Tuesday, March 23, 2004
Getting to Linear
Last week at the USC CSE Annual Research Review, I used this Cumulative Flow Diagram to illustrate how I track progress on agile projects and how I use it to make informed management decisions.
Philippe Kruchten made an observation that the chart showed an almost linear progress. In fact it truly isn’t the usual S-curve that I wrote about in the book. What is shown here is 1 week of modeling (Feb 10 through Feb 17) then 5 weeks of coding. The coding achieved a steady progress of around 45 Features per week. [Note: the project is now code complete]
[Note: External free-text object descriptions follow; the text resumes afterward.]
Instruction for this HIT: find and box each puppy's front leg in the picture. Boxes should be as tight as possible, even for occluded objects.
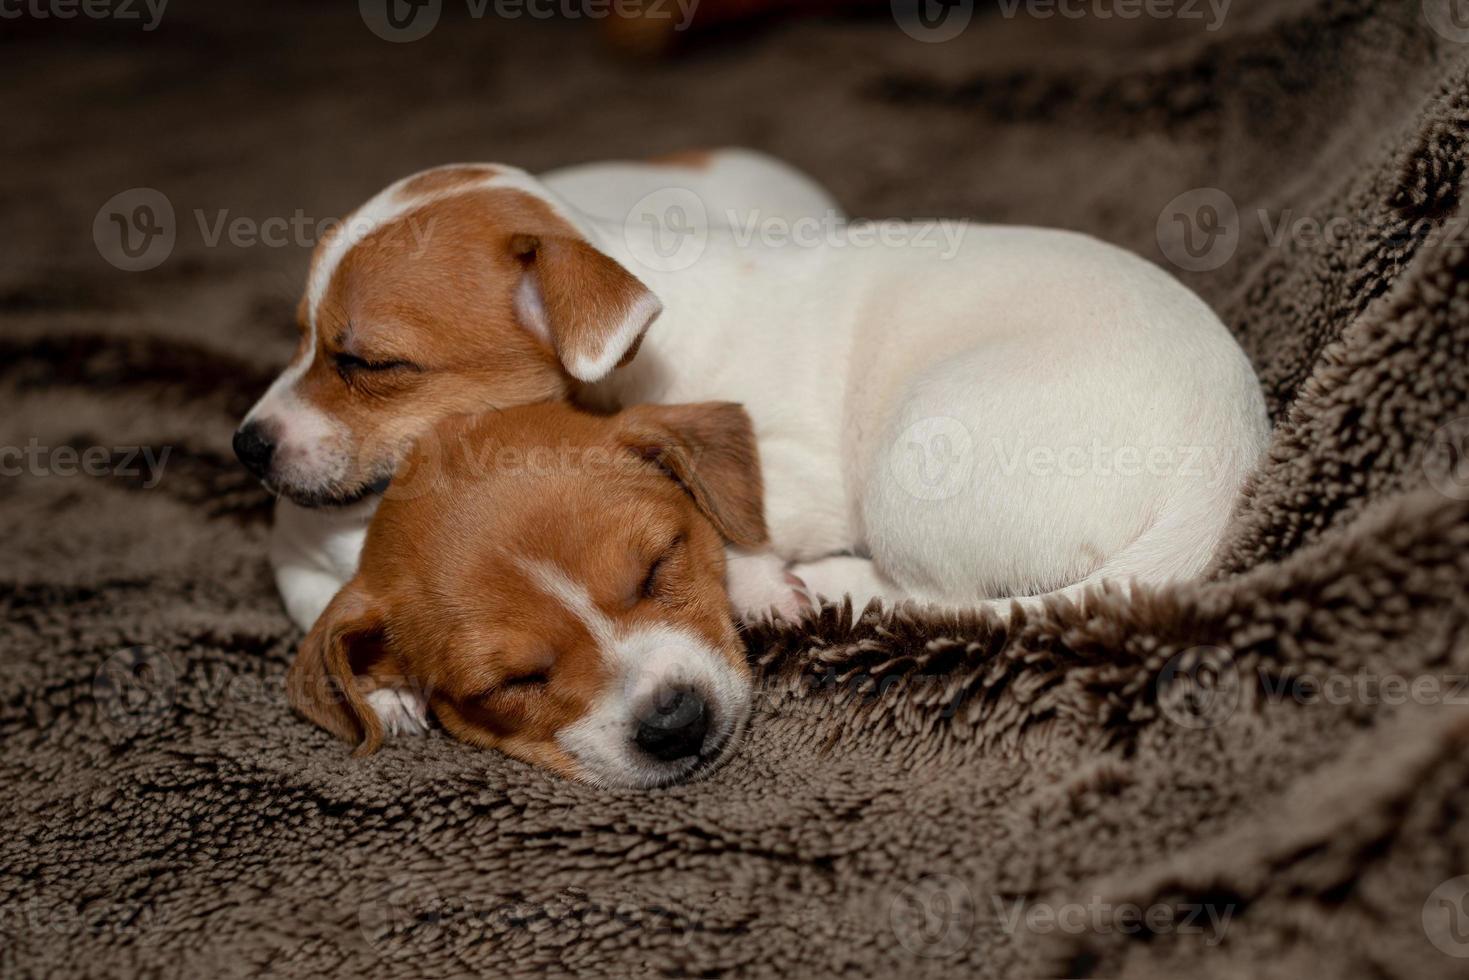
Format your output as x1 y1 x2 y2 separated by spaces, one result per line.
724 546 810 622
363 687 431 738
787 554 910 613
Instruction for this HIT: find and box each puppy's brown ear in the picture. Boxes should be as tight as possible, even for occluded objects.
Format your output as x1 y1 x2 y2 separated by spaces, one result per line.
510 233 662 383
619 401 768 548
286 581 394 755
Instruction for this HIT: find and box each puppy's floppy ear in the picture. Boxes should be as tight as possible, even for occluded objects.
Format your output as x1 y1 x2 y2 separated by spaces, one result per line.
510 233 663 383
286 580 398 755
619 401 768 548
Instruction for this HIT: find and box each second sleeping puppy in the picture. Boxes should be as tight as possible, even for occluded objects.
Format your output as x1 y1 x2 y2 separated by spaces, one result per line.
289 400 764 787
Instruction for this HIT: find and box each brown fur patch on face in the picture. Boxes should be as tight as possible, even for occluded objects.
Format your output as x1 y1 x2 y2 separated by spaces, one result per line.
286 187 585 498
349 402 747 774
398 165 500 199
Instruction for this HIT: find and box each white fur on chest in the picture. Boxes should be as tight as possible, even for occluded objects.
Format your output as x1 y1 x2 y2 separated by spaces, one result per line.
270 497 374 629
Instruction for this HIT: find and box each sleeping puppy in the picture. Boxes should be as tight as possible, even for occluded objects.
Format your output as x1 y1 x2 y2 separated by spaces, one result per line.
236 148 834 629
288 400 763 787
238 150 1270 634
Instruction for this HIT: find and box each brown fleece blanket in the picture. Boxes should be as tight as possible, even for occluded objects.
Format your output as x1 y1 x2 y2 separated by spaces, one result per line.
4 1 1469 976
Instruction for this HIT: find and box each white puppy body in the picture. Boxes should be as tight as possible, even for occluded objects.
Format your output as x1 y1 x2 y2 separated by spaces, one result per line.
589 214 1268 612
266 154 1269 630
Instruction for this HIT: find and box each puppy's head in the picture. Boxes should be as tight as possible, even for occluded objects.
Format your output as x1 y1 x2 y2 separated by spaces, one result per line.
286 401 765 787
234 165 662 507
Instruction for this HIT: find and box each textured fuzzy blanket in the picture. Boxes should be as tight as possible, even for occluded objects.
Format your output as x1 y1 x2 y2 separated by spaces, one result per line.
4 1 1469 977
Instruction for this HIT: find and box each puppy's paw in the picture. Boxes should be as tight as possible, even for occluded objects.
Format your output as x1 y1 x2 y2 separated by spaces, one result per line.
726 549 811 622
364 687 430 737
768 571 814 621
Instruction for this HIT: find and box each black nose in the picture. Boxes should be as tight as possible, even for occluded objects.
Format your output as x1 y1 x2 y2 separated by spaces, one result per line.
635 687 709 761
232 422 275 479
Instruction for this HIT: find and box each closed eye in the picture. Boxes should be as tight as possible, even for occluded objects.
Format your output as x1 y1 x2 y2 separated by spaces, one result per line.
334 351 416 374
641 557 664 599
641 536 683 599
500 671 550 690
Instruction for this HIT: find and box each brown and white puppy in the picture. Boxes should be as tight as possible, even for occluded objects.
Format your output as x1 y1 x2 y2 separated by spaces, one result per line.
287 400 767 787
235 152 833 629
236 176 640 507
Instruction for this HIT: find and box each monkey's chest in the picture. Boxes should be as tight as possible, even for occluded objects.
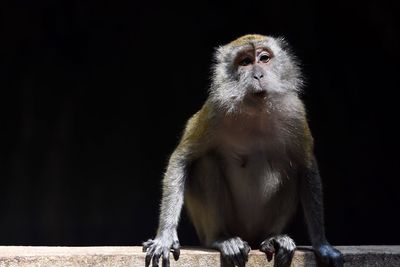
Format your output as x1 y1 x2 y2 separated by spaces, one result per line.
216 113 300 231
216 108 294 155
217 115 299 226
223 150 295 200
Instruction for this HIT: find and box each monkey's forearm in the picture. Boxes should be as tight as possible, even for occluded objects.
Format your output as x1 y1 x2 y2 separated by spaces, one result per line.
300 157 328 247
156 106 209 237
142 152 188 267
157 156 186 237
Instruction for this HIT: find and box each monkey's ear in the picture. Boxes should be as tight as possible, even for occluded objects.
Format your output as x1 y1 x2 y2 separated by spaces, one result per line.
213 45 228 64
275 36 291 51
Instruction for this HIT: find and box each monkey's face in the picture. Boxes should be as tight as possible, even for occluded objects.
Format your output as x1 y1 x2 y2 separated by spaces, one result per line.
234 47 272 100
210 35 303 113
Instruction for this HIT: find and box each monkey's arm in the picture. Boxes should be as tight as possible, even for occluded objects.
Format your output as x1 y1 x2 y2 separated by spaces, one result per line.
142 149 186 267
143 103 213 267
299 156 344 267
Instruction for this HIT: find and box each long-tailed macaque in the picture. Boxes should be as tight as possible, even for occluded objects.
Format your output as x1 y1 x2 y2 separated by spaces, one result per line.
143 34 343 267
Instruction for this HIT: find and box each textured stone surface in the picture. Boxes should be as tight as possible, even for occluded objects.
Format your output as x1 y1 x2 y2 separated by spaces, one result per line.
0 246 399 266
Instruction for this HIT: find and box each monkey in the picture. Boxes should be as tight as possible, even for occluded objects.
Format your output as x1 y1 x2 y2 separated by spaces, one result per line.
142 34 344 267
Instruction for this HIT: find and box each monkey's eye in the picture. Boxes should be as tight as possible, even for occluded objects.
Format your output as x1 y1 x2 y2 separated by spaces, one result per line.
239 57 252 66
259 54 271 63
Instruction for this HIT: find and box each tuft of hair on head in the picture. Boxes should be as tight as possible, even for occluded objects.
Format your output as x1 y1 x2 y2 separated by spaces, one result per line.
228 34 268 47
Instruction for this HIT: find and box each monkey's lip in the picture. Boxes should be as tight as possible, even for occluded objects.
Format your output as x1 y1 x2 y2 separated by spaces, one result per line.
251 90 267 98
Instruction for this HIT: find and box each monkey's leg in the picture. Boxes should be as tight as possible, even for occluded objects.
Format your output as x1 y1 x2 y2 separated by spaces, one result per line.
186 156 251 267
259 235 295 267
300 157 343 267
212 237 251 267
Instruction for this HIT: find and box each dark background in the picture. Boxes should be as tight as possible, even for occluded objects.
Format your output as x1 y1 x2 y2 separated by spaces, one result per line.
1 0 399 246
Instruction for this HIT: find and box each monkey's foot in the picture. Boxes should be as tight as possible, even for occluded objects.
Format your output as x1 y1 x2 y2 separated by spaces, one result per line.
314 244 344 267
259 235 296 267
142 238 180 267
212 237 251 267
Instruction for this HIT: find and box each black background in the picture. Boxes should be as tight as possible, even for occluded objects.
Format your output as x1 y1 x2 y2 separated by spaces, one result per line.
1 0 399 246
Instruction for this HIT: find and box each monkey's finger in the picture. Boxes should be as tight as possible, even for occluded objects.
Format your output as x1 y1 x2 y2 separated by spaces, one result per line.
162 249 170 267
235 251 245 267
274 248 293 267
329 252 344 267
331 259 344 267
221 256 231 267
241 241 251 262
260 241 274 262
238 247 247 267
142 240 153 252
145 251 153 267
226 240 241 267
161 258 170 267
260 240 273 253
230 239 245 267
152 251 161 267
172 241 180 260
272 238 281 251
220 243 233 266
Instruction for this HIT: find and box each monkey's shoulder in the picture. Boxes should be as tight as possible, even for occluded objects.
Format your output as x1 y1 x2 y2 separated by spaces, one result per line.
173 101 216 160
181 102 214 142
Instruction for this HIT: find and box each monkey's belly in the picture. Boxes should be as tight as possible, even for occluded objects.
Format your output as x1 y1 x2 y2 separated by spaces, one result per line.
224 156 299 244
185 153 299 246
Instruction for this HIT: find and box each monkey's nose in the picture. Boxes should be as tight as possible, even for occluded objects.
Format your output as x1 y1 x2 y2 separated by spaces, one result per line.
253 74 264 80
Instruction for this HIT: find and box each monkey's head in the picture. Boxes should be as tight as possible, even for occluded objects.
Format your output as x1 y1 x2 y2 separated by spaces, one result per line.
210 34 303 113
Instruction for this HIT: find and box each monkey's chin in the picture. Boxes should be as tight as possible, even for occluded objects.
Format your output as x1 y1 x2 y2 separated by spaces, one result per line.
251 90 268 99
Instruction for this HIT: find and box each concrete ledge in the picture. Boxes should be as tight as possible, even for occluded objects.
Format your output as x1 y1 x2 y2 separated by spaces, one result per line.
0 246 399 266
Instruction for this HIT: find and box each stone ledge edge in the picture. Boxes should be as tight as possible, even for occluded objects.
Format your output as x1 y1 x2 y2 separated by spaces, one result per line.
0 246 398 267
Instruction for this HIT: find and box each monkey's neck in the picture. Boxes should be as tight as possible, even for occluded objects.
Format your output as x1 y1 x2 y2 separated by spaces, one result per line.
234 93 297 116
213 93 305 139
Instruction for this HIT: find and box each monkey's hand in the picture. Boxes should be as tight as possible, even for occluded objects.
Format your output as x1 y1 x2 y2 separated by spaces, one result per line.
212 237 251 267
142 235 180 267
259 235 296 267
314 244 344 267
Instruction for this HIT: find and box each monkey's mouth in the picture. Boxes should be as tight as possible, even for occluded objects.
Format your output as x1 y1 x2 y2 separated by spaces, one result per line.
252 90 267 99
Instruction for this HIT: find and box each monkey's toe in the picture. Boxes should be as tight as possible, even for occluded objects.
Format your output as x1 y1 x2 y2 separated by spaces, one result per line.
260 235 295 267
315 244 344 267
212 237 251 267
142 238 180 267
142 239 154 252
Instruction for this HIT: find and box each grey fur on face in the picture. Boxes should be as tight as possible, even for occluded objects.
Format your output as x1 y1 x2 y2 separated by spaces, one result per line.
209 36 303 114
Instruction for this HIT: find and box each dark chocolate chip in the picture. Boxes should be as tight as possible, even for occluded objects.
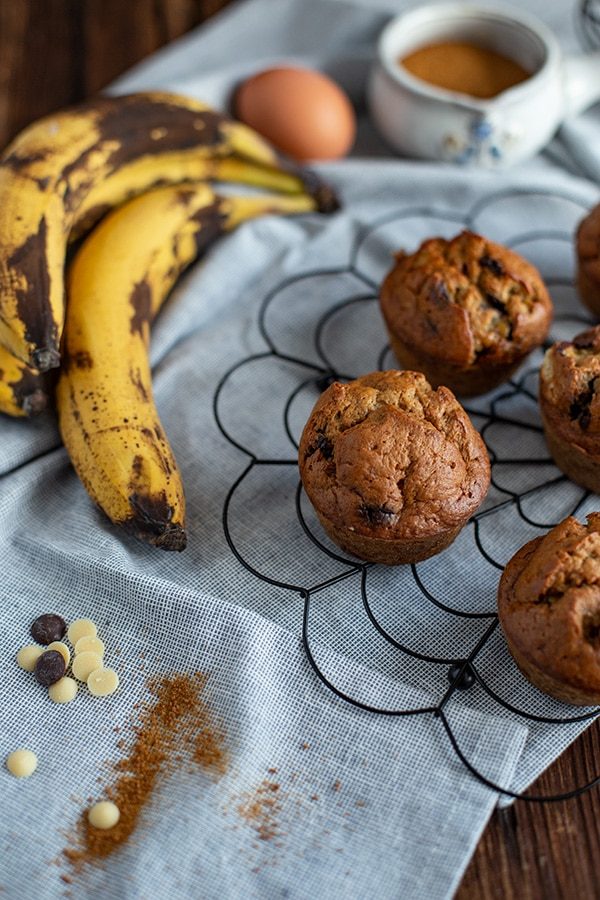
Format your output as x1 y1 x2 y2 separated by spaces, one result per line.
30 613 67 645
569 377 597 430
484 292 506 314
359 504 395 526
316 432 333 460
535 590 561 606
480 255 504 276
583 611 600 647
34 650 66 686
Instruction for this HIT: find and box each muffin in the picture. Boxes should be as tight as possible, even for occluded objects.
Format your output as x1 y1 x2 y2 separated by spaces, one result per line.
576 203 600 317
379 230 553 396
498 514 600 706
298 370 490 565
539 325 600 493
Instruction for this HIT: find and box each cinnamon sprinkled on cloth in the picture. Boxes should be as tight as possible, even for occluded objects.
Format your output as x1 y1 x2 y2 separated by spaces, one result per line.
237 780 282 842
64 672 226 869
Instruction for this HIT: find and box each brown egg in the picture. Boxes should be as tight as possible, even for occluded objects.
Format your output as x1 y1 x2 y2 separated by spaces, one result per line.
234 66 356 162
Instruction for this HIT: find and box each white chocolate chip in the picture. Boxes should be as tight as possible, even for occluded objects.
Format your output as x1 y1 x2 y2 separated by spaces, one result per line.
74 635 105 658
87 667 119 697
48 676 78 704
6 748 38 778
67 618 97 646
16 645 43 672
88 800 120 829
72 651 103 682
47 641 71 668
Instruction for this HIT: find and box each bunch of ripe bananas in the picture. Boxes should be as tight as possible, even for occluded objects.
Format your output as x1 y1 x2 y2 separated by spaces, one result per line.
0 91 339 550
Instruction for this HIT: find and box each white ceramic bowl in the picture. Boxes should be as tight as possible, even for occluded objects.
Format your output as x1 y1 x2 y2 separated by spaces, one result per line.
367 1 600 167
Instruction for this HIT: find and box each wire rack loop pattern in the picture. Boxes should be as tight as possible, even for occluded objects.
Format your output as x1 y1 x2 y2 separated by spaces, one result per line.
213 183 600 803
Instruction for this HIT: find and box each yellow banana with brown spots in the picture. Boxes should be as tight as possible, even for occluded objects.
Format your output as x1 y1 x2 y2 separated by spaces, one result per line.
0 91 338 370
56 182 317 550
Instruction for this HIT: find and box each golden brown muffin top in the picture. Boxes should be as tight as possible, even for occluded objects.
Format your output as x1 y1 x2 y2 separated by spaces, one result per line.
379 231 552 368
577 204 600 284
298 370 490 541
499 514 600 695
539 325 600 451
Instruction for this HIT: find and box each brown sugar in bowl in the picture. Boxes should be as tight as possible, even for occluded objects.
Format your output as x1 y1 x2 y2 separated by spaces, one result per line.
379 230 553 397
497 514 600 707
298 370 490 565
539 325 600 494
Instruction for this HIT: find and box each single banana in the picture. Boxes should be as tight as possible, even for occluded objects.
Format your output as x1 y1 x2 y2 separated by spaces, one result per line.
0 91 339 370
71 154 324 241
0 344 52 417
57 182 317 550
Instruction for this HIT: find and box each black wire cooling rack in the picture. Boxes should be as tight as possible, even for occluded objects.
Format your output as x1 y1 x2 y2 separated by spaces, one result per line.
211 0 600 807
212 181 600 805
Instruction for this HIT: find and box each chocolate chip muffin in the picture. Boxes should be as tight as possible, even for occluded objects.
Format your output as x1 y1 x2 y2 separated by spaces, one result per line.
539 325 600 494
576 203 600 317
379 230 553 396
498 514 600 706
298 370 490 565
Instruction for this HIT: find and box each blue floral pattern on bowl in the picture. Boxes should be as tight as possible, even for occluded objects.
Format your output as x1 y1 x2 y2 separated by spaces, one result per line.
443 115 517 165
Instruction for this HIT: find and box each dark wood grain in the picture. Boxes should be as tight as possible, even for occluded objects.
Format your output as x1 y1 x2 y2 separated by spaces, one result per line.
457 721 600 899
1 2 599 896
0 0 231 149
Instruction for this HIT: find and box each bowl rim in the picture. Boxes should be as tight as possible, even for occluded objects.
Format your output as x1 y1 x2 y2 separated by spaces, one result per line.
376 1 561 110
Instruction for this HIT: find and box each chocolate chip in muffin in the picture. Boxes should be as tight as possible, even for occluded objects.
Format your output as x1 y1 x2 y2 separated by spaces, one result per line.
568 378 596 430
315 432 333 460
583 610 600 649
359 504 396 527
479 254 504 277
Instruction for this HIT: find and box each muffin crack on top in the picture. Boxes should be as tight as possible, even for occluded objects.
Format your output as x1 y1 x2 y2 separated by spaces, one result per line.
298 370 490 565
303 375 474 451
535 532 600 606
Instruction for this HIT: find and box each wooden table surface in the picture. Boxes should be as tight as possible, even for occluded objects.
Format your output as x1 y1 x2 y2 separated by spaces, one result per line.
1 2 599 897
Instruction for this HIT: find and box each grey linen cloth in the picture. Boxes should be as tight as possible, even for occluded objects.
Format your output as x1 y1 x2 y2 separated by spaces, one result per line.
2 0 600 897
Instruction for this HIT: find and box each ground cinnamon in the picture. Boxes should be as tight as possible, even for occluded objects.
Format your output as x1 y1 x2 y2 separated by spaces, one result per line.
237 779 283 842
64 671 227 869
400 41 531 99
193 721 228 775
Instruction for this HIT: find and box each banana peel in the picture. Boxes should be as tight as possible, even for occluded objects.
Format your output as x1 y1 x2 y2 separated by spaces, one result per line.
57 183 319 549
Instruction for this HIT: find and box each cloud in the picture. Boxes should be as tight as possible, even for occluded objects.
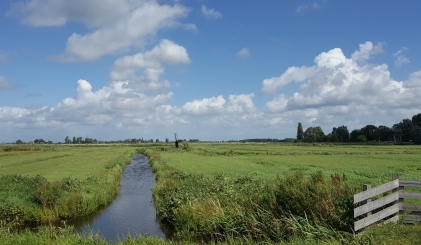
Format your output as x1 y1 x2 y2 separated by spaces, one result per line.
0 77 15 90
351 41 384 63
261 66 316 94
262 41 386 95
393 47 410 66
201 5 222 20
2 40 421 142
237 48 250 58
261 41 421 133
9 0 192 62
181 93 256 116
110 39 190 92
296 2 321 13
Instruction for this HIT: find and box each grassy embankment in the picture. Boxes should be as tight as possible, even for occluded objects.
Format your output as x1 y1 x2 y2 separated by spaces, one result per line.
1 143 421 244
0 144 137 227
141 143 421 244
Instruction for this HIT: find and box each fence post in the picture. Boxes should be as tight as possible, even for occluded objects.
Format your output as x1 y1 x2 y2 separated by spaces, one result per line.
392 173 402 220
363 184 372 217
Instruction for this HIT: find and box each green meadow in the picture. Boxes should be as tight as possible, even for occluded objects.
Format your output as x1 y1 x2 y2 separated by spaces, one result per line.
0 144 138 228
0 145 136 180
1 143 421 244
157 143 421 188
143 143 421 244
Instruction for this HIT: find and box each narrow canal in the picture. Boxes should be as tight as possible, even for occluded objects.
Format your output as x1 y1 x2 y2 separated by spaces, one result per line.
68 154 166 243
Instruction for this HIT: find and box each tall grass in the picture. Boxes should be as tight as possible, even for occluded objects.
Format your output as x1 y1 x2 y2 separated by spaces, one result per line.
138 148 356 243
0 150 134 228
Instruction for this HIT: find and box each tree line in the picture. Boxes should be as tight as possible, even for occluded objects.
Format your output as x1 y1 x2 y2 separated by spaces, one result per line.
296 113 421 144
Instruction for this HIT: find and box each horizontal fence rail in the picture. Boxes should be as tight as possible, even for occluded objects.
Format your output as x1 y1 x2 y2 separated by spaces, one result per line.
353 174 421 231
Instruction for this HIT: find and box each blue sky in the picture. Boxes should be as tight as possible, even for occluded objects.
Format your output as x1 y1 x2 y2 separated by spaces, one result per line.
1 0 421 143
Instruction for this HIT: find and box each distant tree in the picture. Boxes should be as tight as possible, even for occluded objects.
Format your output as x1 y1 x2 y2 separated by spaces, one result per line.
374 125 390 141
297 122 304 142
412 113 421 127
350 129 362 142
361 125 377 141
165 138 169 143
393 119 414 142
72 136 76 144
131 138 137 144
156 139 160 143
411 126 421 144
326 133 338 142
85 137 94 144
16 139 23 144
303 126 325 143
150 139 153 143
331 125 349 142
357 135 367 142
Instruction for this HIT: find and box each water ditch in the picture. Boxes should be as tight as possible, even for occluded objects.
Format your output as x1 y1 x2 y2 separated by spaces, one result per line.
67 154 168 243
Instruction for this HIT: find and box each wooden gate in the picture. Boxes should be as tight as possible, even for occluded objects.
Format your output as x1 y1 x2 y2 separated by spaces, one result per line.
353 173 421 231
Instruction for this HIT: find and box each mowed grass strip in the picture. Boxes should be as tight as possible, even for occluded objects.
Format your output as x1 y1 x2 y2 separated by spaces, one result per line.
0 146 135 181
159 143 421 188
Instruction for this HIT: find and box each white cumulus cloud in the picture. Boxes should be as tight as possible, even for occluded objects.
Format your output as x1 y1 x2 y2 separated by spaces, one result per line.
262 41 421 133
393 47 410 66
201 5 222 20
110 39 190 92
351 41 384 63
9 0 192 62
Kruchten’s observation was that there must be something enabling this linearity. His suggestion was that the modeling technique and the use of the domain model, as a planning and communication tool throughout the project, was probably the enabler of the linear progress. In other words, the development team were able to use the model such that they could choose work which would not interfere with other on-going work avoiding dependencies between programming tasks. I think that there is a lot of merit in this view. The Domain Neutral Component [PDF] techniques of Peter Coad and Stephen Palmer are very powerful and allow clear progress to be made without rework or refactoring.
However, there is another reason why the chart shows linear progress and it is much simpler to explain. On the project shown, the team were very good at surfacing issues and running them down before they hit the critical path and slowed down development. This was achieved through the daily standup meeting or the Morning Roll Call of Features which I detailed in The Coad Letter #101. Keeping a visible issue log, cross referenced to all the Features affected by the issues, updated ever day at the standup, really focuses the minds of project and program managers. Getting issues resolved early produces tangible results which can be measured by the absense of the S-curve effect and the consequent higher productivity.